Resenha do conto "O Morto" de Vergílio Ferreira
Vergílio Ferreira. Alberto Vicente Silva. Texto apresentado em 2002 para o curso de Letras Vernáculas.
Massaud Moisés nos diz que “Vergílio Ferreira não é, na essência de sua visão de mundo, um contista. O seu gosto do abstrato e do catastrófico pede mais amplos horizontes. Não obstante, os contos servem como exemplário dos seus invulgares recursos de ficcionista, e alertam-nos para o que devemos esperar dele: não episódios, mas a recriação de dramas interiores, tensões metafísicas. Não tem nada de mero contador de histórias...”
(1975 p. 329-330).
Entretanto, não é esse o traçado do desenho de “O morto”. Apesar de toda a carga de seriedade que esse conto possa ter (e tem), inevitável se torna não notar nele laivos sensíveis de um acurado senso de humor, aliado a um jeito “cronístico” de escrita. Sob esse prisma, somos forçados a negar parte do que afirma o nosso conceituado crítico: o que está sendo narrado em “O morto” pode ser qualificado como um simples episódio, sem dramas interiores ou tensões metafísicas. Eis um conto que, se não contássemos com informações paratextuais, certamente duvidaria de ter advindo da pena de Vergílio Ferreira, um autor cujo forte não é o humor, a ironia – pelo menos é o que se depreende da leitura dos seus críticos. Contos como “O morto” e “A galinha” são exemplos de um existente senso do irônico, do grotesco e comprovam que Vergílio soube ser, não um “mero”, mas um “contador de histórias”. Histórias exemplares, em que nada é por acaso!...
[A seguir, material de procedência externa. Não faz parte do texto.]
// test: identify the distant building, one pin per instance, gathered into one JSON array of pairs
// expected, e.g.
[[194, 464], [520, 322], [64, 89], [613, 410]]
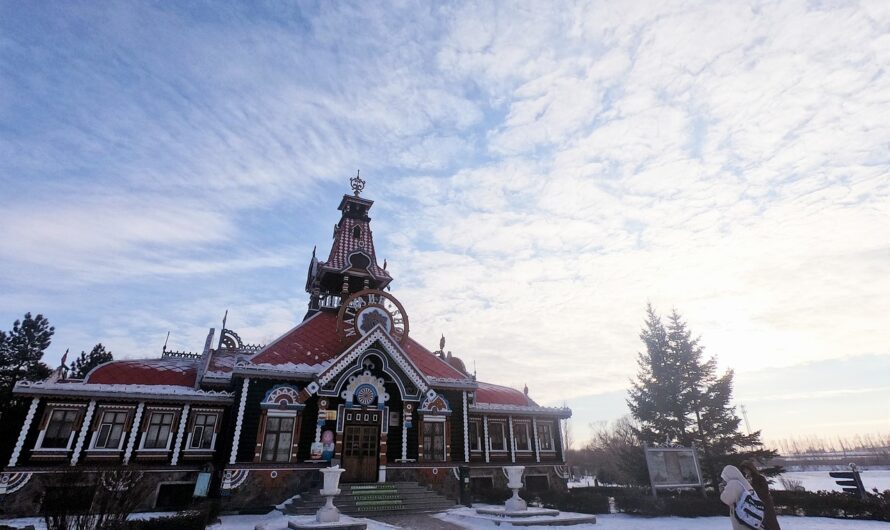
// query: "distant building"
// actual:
[[258, 417]]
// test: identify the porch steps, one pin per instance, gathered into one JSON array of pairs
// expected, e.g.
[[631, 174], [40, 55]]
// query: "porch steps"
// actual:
[[368, 500]]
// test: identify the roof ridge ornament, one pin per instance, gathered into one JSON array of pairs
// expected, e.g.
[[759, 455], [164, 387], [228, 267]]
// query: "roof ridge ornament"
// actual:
[[358, 185]]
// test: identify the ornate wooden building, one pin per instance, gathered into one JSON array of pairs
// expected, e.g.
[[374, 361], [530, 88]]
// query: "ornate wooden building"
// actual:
[[347, 384]]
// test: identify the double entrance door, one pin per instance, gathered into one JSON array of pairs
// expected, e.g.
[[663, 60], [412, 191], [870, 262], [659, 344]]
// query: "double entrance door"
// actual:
[[361, 442]]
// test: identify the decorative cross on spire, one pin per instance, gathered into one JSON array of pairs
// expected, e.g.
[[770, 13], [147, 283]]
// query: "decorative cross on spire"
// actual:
[[357, 183]]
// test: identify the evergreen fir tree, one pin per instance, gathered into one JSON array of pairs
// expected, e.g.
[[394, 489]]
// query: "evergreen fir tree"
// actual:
[[21, 351], [87, 361], [678, 396], [655, 399]]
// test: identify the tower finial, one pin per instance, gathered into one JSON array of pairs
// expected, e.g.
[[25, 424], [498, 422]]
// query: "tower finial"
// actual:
[[357, 183]]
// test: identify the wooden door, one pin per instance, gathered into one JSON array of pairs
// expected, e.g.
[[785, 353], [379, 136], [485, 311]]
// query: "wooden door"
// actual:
[[360, 447]]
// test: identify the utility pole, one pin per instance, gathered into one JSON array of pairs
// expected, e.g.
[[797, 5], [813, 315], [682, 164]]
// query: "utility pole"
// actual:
[[745, 415]]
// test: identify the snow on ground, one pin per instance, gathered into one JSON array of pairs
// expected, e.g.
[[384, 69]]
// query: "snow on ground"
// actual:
[[459, 517], [275, 520], [810, 480], [820, 480]]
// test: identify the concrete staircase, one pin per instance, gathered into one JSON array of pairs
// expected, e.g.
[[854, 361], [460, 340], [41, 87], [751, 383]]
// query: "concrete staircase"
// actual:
[[368, 500]]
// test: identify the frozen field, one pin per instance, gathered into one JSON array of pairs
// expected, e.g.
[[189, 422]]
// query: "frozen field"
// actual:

“O morto” narra as peripécias desfraldadas durante o enterro de um certo senhor Calado Esteves. O velório ocorre em meio a homenagens póstumas ao morto, vindas de grupos militantes de esquerda que o conheceram muito bem, a tal ponto de entoarem um lema de saudação, que é uma velha frase estereotipada:
- “Glória aos que tombam na luta pelas classes trabalhadoras!” (p. 193).